大勢の町民らがペンライトを振って見送る中、留萌方面(左)に向かって増毛駅を出発する最終列車=北海道増毛町で2016年12月4日午後8時9分、手塚耕一郎撮影
地元住民ら約2000人が最後の列車の出発見送る
「さよなら」「ありがとう」。万感の思いを込めた声がこだまする中、北海道増毛町の増毛駅を4日夜、最終列車が出発し、JR留萌線の留萌-増毛間が1世紀足らずの役割を終えた。かつては住民の生活に密着し、物流を担った鉄路も利用者は激減。JR北海道が道内全域の路線見直しを急ピッチで進める中、増毛町は他の自治体より一足早く鉄路なき将来に直面することになった。
増毛駅では「蛍の光」の演奏の中、地元住民ら約2000人がペンライトを振って別れを惜しむように定刻より22分遅れとなった最後の列車の出発を見送った。

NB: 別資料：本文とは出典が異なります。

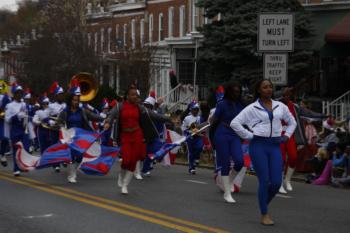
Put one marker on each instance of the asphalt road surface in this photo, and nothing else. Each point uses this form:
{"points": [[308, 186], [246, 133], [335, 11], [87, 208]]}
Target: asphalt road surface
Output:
{"points": [[170, 200]]}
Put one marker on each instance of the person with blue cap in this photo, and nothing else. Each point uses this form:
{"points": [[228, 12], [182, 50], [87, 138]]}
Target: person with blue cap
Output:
{"points": [[227, 143], [4, 144], [16, 116], [76, 116], [44, 123], [55, 109], [194, 143]]}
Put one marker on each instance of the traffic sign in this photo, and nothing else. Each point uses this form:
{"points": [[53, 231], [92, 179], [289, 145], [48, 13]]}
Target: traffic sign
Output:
{"points": [[276, 68], [276, 32]]}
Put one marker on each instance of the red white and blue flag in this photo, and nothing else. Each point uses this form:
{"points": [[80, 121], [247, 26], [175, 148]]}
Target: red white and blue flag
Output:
{"points": [[97, 159], [55, 154]]}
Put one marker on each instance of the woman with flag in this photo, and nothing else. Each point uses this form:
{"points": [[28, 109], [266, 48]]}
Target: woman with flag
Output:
{"points": [[133, 129], [43, 122], [195, 142], [263, 119], [16, 116], [4, 144], [227, 143], [75, 116], [55, 109]]}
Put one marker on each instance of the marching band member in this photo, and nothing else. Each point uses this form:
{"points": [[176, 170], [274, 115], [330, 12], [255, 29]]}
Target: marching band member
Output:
{"points": [[76, 116], [195, 143], [106, 135], [16, 115], [4, 144], [227, 143], [31, 111], [289, 148], [43, 122], [133, 128], [152, 147], [263, 118], [55, 109]]}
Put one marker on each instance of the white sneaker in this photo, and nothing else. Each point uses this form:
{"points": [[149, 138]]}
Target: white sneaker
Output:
{"points": [[72, 180], [288, 185], [228, 198], [125, 189], [17, 173], [138, 177], [282, 190], [147, 174]]}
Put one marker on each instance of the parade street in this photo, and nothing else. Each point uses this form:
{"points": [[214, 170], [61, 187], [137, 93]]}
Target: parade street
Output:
{"points": [[169, 201]]}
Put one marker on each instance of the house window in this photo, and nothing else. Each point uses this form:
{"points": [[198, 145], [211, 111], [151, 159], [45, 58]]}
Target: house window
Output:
{"points": [[150, 28], [133, 34], [125, 31], [102, 39], [160, 28], [117, 31], [96, 39], [171, 22], [195, 16], [109, 40], [142, 32], [89, 39], [182, 23]]}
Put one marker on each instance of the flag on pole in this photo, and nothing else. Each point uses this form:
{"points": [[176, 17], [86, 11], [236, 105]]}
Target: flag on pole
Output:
{"points": [[99, 159], [55, 154]]}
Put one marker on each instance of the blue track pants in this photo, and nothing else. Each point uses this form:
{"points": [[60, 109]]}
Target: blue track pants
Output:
{"points": [[267, 160]]}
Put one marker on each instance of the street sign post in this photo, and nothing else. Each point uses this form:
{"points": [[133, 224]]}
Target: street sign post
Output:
{"points": [[276, 68], [276, 32]]}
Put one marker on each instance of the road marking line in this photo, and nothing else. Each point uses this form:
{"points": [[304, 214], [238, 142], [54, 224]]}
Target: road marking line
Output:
{"points": [[283, 196], [39, 216], [196, 181], [104, 206], [123, 205]]}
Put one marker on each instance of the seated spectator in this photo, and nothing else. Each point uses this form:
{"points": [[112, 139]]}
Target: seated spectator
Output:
{"points": [[327, 137], [318, 163], [344, 181], [339, 162]]}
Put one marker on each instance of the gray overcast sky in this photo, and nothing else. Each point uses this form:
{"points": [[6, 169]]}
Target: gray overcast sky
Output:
{"points": [[8, 4]]}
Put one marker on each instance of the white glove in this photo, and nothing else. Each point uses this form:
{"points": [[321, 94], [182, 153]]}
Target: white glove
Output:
{"points": [[21, 115]]}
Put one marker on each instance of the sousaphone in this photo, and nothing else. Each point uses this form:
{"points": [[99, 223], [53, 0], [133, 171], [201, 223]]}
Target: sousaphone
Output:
{"points": [[88, 86]]}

最終列車を待つ長蛇の列に並んだ札幌市豊平区の会社員、千葉明宏さん(35)は「海沿いの景色が好きで何度か来ていたが、それが見られなくなるのが寂しい」と残念がった。
この日午後、増毛駅では大勢の住民らが参加したお別れセレモニーがあり、堀雅志町長は「鉄道ファンである私が廃線同意の判を押さなければならなかったのは、非常につらく寂しい思い」と無念さをにじませ、「鉄道がなくなっても、町の魅力を全国に伝えていく」と宣言した。

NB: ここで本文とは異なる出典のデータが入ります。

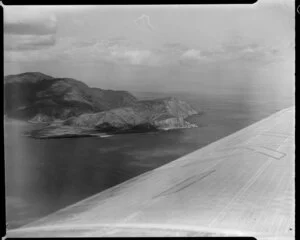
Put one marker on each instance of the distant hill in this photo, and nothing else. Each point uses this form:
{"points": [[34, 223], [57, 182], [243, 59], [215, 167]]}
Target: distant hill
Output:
{"points": [[163, 113], [39, 96]]}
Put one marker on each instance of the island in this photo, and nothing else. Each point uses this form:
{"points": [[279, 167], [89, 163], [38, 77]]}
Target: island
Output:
{"points": [[72, 109]]}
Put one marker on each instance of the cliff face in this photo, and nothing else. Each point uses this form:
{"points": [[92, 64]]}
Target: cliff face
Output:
{"points": [[40, 98], [29, 95], [167, 113]]}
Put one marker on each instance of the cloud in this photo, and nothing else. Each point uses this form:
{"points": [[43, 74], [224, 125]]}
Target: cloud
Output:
{"points": [[135, 57], [144, 22], [25, 21], [28, 42], [193, 54]]}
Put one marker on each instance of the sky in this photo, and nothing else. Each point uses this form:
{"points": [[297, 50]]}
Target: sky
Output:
{"points": [[188, 48]]}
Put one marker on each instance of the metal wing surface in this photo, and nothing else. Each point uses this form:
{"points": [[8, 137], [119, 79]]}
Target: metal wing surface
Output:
{"points": [[243, 184]]}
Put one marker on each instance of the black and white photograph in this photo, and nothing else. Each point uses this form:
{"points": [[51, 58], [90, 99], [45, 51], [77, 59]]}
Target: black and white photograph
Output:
{"points": [[150, 120]]}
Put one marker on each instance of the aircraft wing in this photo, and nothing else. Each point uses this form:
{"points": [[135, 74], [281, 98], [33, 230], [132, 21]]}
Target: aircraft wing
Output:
{"points": [[242, 185]]}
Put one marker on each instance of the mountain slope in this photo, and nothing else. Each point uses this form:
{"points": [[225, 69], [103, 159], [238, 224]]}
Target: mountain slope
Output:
{"points": [[33, 94]]}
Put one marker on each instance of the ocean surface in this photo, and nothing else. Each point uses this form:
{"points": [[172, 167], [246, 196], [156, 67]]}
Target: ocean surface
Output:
{"points": [[43, 176]]}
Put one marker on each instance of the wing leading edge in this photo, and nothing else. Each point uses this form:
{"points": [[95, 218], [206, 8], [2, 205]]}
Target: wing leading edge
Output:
{"points": [[242, 184]]}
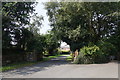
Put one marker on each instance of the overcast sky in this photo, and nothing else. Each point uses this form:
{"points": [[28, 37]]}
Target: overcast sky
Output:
{"points": [[41, 11]]}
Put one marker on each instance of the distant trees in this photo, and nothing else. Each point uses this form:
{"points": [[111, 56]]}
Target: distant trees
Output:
{"points": [[21, 32], [79, 24]]}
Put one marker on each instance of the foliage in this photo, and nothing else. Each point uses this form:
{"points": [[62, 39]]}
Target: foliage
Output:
{"points": [[77, 24], [91, 54], [15, 15]]}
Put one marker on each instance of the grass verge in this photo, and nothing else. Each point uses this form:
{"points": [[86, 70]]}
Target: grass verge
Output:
{"points": [[24, 64]]}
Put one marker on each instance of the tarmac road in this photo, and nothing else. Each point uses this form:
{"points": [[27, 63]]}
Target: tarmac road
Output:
{"points": [[60, 68]]}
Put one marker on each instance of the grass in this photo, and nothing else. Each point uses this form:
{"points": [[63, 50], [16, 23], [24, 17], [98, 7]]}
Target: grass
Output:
{"points": [[69, 58], [24, 64], [17, 65]]}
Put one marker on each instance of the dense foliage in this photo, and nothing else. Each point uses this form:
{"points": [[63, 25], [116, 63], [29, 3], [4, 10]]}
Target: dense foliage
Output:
{"points": [[79, 24]]}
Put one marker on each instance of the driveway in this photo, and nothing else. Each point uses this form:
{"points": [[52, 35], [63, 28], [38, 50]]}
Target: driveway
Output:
{"points": [[60, 68]]}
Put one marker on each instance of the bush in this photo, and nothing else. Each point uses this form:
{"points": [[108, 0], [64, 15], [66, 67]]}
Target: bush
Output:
{"points": [[107, 48], [90, 54]]}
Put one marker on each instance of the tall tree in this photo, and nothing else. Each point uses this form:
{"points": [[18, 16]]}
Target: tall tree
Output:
{"points": [[84, 22], [15, 16]]}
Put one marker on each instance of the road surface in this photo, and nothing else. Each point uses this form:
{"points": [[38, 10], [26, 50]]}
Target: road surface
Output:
{"points": [[60, 68]]}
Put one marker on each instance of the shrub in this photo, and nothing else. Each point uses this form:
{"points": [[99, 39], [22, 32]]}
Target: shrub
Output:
{"points": [[90, 54]]}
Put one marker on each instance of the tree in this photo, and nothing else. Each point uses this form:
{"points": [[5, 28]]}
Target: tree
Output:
{"points": [[77, 24], [15, 16]]}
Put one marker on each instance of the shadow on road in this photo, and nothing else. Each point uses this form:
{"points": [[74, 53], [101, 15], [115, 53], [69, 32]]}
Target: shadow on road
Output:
{"points": [[61, 60]]}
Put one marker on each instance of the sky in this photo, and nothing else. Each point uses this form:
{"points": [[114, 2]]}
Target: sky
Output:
{"points": [[39, 9]]}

一方、留萌駅では、満員続きの列車に高橋定敏市長が「山手線のラッシュアワーのよう」と乗客らに感謝し、再訪を呼びかけた。ただ、JR北の須田征男会長は「これからも一緒になって発展に尽くしたい」とあいさつしたが、出席者からは「それができなかったから、廃線になったのではないか」との声も漏れた。
留萌線では残る深川-留萌間もバス転換が提案されており、住民らからは引き続き廃線問題に直面する不安や心配の声が相次いだ。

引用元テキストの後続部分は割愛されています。